Brasília- A presidente Dilma Rousseff sancionou a lei que dispensa máquinas agrícolas de emplacamento e de licenciamento, com vetos. A nova lei, publicada ontem no Diário Oficial da União, também equipara a jornada de trabalho dos tratoristas aos demais motoristas profissionais e vai permitir até quatro horas extras para esses trabalhadores.
Entre os vetos, a presidente Dilma rejeitou o trecho que dispensava tratores e "demais aparelhos automotores destinados a puxar ou arrastar maquinaria agrícola ou a executar trabalhos agrícolas" do recolhimento do seguro obrigatório - DPVAT. A dispensa do recolhimento do seguro obrigatório foi incluída pelos parlamentares durante a tramitação da medida provisória enviada pelo governo.
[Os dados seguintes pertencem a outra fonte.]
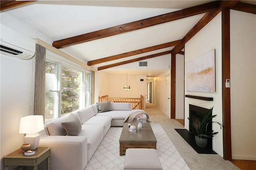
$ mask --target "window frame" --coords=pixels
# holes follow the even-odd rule
[[[55,118],[55,116],[54,116],[54,119],[51,120],[48,122],[54,119],[57,119],[58,118],[61,117],[61,100],[62,100],[62,68],[63,66],[74,69],[78,71],[80,71],[82,72],[82,101],[80,101],[80,104],[82,103],[82,106],[80,106],[80,108],[83,108],[83,107],[86,107],[88,106],[89,106],[92,104],[92,72],[91,70],[90,70],[82,68],[82,67],[76,64],[76,63],[73,63],[73,62],[70,61],[68,61],[64,62],[63,60],[60,60],[59,61],[57,61],[56,59],[54,58],[51,57],[50,56],[48,56],[46,53],[46,61],[52,63],[53,63],[56,64],[57,68],[56,69],[57,71],[57,90],[48,90],[48,92],[57,92],[58,93],[58,117]],[[88,75],[88,80],[86,80],[86,75]],[[89,82],[86,82],[86,81],[88,81]],[[88,86],[88,87],[87,87]],[[89,91],[90,93],[90,99],[89,100],[86,100],[86,92]],[[45,90],[46,92],[46,90]],[[89,101],[88,101],[89,100]]]

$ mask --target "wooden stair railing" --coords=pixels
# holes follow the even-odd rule
[[[99,96],[98,101],[99,102],[110,101],[112,102],[130,103],[132,110],[143,109],[144,107],[144,98],[142,95],[140,95],[140,98],[109,98],[108,95],[105,95]]]

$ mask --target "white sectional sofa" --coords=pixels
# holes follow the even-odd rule
[[[51,170],[83,170],[111,126],[122,126],[129,114],[144,111],[131,110],[129,103],[97,104],[45,124],[39,146],[51,148]]]

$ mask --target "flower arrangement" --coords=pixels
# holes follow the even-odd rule
[[[143,115],[142,114],[141,114],[139,116],[137,117],[137,120],[139,121],[140,123],[142,123],[142,120],[141,119],[143,117]]]

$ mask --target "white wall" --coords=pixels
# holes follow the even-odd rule
[[[2,56],[1,60],[1,158],[18,149],[24,134],[19,133],[20,118],[33,114],[33,60]],[[4,169],[1,158],[0,168]]]
[[[189,129],[188,120],[189,104],[210,108],[214,106],[213,115],[217,115],[213,119],[222,124],[222,37],[221,13],[218,14],[206,25],[185,44],[185,72],[186,63],[193,59],[215,49],[216,92],[208,93],[188,91],[185,94],[193,96],[213,97],[213,101],[206,101],[190,98],[185,98],[185,127]],[[186,77],[186,76],[185,76]],[[221,156],[223,156],[222,130],[217,123],[212,125],[214,131],[219,132],[212,138],[212,149]]]
[[[176,55],[176,119],[184,119],[184,55]]]
[[[166,76],[169,74],[170,75],[170,74],[171,71],[170,70],[159,75],[156,78],[156,107],[164,113],[165,113],[165,78]],[[170,117],[170,115],[167,115]]]
[[[232,159],[256,160],[256,17],[231,10],[230,28]]]
[[[98,97],[109,96],[109,78],[108,73],[103,71],[98,71],[95,74],[95,98],[92,104],[98,102]]]

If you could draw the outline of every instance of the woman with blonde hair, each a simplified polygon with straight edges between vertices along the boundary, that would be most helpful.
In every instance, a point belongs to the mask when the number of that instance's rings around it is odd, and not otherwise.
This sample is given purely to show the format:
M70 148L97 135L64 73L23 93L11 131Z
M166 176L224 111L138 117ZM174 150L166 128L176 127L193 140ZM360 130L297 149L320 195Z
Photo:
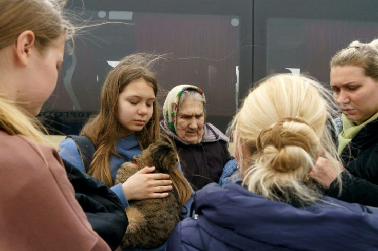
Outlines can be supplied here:
M345 168L341 193L329 158L319 158L312 176L330 196L378 207L378 39L351 43L332 57L330 67L331 88L341 112L335 119Z
M1 250L110 250L34 117L55 88L74 31L65 4L0 0Z
M316 81L292 75L252 89L230 128L243 181L197 191L196 218L177 225L167 250L378 248L378 212L324 196L308 176L319 155L337 159L329 97Z

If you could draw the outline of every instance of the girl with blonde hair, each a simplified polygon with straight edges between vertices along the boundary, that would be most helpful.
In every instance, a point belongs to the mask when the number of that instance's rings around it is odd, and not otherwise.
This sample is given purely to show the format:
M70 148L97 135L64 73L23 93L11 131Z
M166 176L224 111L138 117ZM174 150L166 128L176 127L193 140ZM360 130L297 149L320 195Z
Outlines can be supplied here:
M316 81L292 75L251 89L230 127L243 181L197 191L196 218L177 225L166 249L378 247L378 211L325 196L308 176L320 155L337 159L330 96Z
M1 250L110 250L34 117L55 88L74 31L65 4L0 0Z
M345 168L341 193L329 158L319 158L312 176L330 196L378 207L378 39L353 41L332 57L330 68L331 88L341 112L334 120Z

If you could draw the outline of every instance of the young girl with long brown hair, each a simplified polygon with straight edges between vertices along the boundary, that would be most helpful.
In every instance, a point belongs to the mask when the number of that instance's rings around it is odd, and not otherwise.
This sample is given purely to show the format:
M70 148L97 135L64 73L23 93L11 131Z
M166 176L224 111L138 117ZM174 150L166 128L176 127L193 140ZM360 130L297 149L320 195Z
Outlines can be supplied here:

A Frente Parlamentar da Agropecuária (FPA) comemorou. O senador Blairo Maggi (PR-MT) classificou a mudança trabalhista como avanço. "Estamos dando a oportunidade para que o tratorista tenha o mesmo tratamento profissional. Foi um avanço da nossa Comissão Mista, essa medida não veio da Casa Civil", disse.
A bancada ruralista incluiu na medida provisória o parágrafo 17 para alterar o artigo da Consolidação das Leis do Trabalho (CLT), que fixa a jornada diária do motorista de equipamentos agrícolas em oito horas, mais duas horas extras.
A mudança ainda permite, desde que haja acordo coletivo, a prorrogação da jornada em até quatro horas extras. "Isso vai possibilitar maior eficiência e evitar perdas aos produtores, principalmente nos períodos de plantio, colheita e chuva", defendeu o deputado Marcos Montes (PSD/MG), presidente da FPA.
O deputado Adilton Sachetti (PSB/MT) disse que a CLT foi feita em uma época em que a agricultura era manual e, com a mecanização, as coisas mudaram, o que exigia uma atualização. "A legislação precisa ser atualizada para que atenda os direitos dos trabalhadores. E a MP 673 traz esse novo alento para o campo", comemorou.